I think this is key why (generalization) humans only need 1 or 2 instances of
something to learn it, while deep learning requires thousands of samples to
learn something.

------
amirrosenfeld
Very interesting. This also seems related to this recent work that shows that
networks can learn by updating only a fraction (10%) of their parameters,
having the others fixed to their arbitrarily chosen initial values:
[https://arxiv.org/abs/1802.00844](https://arxiv.org/abs/1802.00844)

------
childintime
Could this research support an approach to neural networks that start out wide
and shallow, then through neuron deletion and (reluctantly) added levels,
become deeper and narrower?

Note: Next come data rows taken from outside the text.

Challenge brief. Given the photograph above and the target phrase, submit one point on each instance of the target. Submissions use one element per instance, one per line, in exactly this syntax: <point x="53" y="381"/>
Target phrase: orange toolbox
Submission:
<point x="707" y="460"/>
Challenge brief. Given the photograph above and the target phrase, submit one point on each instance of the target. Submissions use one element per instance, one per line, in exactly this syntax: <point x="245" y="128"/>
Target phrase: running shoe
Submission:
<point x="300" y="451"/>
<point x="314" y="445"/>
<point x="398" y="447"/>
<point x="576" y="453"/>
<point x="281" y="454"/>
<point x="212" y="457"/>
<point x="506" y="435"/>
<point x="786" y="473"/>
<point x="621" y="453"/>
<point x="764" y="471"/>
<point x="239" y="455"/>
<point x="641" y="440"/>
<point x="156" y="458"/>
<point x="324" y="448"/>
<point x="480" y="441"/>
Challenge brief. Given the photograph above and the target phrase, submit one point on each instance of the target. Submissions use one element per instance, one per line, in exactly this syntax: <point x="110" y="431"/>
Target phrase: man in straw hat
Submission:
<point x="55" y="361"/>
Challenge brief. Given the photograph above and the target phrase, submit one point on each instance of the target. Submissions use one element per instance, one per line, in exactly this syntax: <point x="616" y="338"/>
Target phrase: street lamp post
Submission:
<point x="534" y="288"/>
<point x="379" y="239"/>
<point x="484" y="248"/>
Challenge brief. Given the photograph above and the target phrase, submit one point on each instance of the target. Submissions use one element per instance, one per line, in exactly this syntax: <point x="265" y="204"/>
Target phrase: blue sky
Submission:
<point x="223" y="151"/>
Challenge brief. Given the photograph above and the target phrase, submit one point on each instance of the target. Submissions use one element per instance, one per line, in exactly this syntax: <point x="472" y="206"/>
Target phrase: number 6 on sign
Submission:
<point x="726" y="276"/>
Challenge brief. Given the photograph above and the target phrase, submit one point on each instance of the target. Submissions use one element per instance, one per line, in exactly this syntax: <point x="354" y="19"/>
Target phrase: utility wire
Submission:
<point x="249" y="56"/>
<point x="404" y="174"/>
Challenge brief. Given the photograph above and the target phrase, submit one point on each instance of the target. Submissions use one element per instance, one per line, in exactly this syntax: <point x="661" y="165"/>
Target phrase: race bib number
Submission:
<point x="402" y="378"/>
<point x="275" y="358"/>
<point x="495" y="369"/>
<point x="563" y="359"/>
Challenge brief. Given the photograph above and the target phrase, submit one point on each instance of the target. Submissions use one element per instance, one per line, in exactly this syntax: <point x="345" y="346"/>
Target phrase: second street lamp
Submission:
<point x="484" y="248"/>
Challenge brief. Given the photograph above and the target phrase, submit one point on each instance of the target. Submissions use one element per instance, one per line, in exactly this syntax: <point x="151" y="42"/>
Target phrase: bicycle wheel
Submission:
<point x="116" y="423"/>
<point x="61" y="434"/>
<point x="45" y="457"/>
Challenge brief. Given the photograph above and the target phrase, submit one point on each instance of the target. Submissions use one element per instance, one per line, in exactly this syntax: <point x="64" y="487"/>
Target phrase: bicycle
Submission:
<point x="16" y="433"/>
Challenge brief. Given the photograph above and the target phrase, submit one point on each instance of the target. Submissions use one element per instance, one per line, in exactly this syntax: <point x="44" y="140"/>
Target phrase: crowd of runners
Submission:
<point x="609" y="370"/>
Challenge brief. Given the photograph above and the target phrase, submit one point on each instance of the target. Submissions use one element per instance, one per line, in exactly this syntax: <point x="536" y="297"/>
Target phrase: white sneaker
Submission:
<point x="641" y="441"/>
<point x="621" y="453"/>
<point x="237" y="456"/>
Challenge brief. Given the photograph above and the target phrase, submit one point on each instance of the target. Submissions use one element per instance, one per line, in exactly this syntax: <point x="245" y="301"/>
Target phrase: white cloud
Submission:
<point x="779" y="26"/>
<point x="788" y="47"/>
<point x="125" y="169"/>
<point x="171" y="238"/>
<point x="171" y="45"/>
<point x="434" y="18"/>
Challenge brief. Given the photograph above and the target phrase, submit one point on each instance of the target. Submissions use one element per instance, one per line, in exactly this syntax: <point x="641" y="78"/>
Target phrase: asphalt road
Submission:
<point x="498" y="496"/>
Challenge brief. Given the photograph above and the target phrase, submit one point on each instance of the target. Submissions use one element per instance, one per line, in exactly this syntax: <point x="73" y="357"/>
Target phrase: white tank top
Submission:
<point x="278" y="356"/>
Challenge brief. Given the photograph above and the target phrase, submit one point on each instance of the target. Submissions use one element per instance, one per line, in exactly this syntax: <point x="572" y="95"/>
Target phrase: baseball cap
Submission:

The network would morph from generic machinery to
specialized machinery.

Seems analogous to our learning, where we initially give the subject all of
our attention, then infer patterns and use them.

------
paulific
This sounds rather like Baron Wulfenbach from Girl Genius come to life
[http://www.girlgeniusonline.com/comic.php?date=20040107](http://www.girlgeniusonline.com/comic.php?date=20040107)
Hacker News recognizes the power of Mad Science!

------
scotty79
Maybe that's also the way natural neural networks gain their robustness:

[https://en.m.wikipedia.org/wiki/Synaptic_pruning](https://en.m.wikipedia.org/wiki/Synaptic_pruning)

------
hosh
I am interested in seeing follow-up research using this technique to
investigate autism characteristics (such as, lack of neural pruning, or tuning
parameters in predictive coding).

------
pseud0r
The only surprising thing here is that those guys at deepmind were surprised
by their findings.